Search code examples
google-cloud-vision

Google cloud vision API error reading pdf


I am currently trying to process a large pdf document using google cloud vision API. When reading the document I am receiving an error that says "json_format.Parse( error". I have attached my code below. How can I fix this? Code


Solution

  • You are getting the error on that line of code because you are trying to pass json_string with type: <class 'bytes'> and a non existent object vision.types.AnnotateFilesResponse() to json_format.Parse() that requires:

    google.protobuf.json_format.Parse(text, message,ignore_unknown_fields=False, descriptor_pool=None) Parses a JSON representation of a protocol message into a message.

    Parameters:

    • text – Message JSON representation.
    • message – A protocol buffer message to merge into.
    • ignore_unknown_fields – If True, do not raise errors for unknown fields.
    • descriptor_pool – A Descriptor Pool for resolving types. If None use the default.

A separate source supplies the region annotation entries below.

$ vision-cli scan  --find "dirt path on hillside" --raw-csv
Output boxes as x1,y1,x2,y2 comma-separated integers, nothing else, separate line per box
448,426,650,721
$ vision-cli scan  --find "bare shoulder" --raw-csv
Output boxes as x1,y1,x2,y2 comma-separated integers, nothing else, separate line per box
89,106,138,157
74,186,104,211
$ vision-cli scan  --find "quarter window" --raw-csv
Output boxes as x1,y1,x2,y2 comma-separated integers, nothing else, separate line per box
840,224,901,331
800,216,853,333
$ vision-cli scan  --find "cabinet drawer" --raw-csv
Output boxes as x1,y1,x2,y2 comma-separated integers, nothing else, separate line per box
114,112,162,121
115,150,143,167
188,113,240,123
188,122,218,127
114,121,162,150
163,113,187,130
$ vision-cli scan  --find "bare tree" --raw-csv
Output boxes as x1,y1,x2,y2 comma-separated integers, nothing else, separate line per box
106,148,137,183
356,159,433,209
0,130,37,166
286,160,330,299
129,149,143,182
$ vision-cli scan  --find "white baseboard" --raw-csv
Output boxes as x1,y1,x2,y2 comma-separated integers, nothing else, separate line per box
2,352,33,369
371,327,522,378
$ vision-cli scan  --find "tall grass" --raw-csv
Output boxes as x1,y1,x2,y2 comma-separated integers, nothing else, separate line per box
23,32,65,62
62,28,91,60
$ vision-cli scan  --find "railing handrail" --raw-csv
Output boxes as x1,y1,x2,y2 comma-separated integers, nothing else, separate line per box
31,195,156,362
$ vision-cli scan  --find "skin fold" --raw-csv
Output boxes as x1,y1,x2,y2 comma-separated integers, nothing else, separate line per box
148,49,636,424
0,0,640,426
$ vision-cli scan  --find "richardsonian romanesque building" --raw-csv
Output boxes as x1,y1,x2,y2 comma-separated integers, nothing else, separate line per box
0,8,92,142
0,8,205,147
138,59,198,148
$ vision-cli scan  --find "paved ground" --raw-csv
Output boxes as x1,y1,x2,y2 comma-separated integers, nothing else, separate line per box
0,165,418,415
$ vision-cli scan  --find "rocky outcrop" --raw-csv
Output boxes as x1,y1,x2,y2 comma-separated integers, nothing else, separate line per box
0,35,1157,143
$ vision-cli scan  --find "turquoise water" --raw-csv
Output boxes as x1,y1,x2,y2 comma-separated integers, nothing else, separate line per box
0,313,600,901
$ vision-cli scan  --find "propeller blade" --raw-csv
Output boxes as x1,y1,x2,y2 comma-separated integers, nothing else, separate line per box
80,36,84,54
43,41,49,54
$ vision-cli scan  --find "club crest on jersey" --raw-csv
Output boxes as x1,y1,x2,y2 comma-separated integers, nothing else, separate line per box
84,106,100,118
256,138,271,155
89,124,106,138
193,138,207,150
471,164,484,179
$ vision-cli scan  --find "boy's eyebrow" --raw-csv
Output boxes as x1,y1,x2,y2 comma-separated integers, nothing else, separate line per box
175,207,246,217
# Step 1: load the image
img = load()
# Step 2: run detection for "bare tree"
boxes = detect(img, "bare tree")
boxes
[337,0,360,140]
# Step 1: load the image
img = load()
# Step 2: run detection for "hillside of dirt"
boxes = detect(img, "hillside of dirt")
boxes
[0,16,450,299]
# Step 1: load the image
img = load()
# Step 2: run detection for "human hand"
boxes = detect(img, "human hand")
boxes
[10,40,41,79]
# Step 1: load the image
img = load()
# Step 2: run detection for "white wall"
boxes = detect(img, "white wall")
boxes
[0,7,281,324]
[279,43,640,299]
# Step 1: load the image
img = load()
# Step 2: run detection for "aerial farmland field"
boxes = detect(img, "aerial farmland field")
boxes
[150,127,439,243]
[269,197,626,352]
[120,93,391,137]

    Returns The same message passed as argument.

    Raises:: ParseError: On JSON parsing problems.

    Since your goal is to read the response from your async_batch_annotate_files(), the JSON response from this method will be saved to the defined Cloud Storage Bucket output location. You can just read and parse the data in json_string by converting it to a dictionary. You can then work you way in the dictionary by referring to AnnotateFileResponse reference. using the code below:

    output = blob_list[0]
    json_string = output.download_as_string()
    response = json.loads(json_string)
    first_page_response = response['responses'][0]
    annotation = first_page_response['fullTextAnnotation']
    
    print('Full text:\n')
    print(annotation['text'])
    

    NOTE: Just make sure that you are getting the correct JSON response file (output = blob_list[0]), else the parsing of results will yield and error.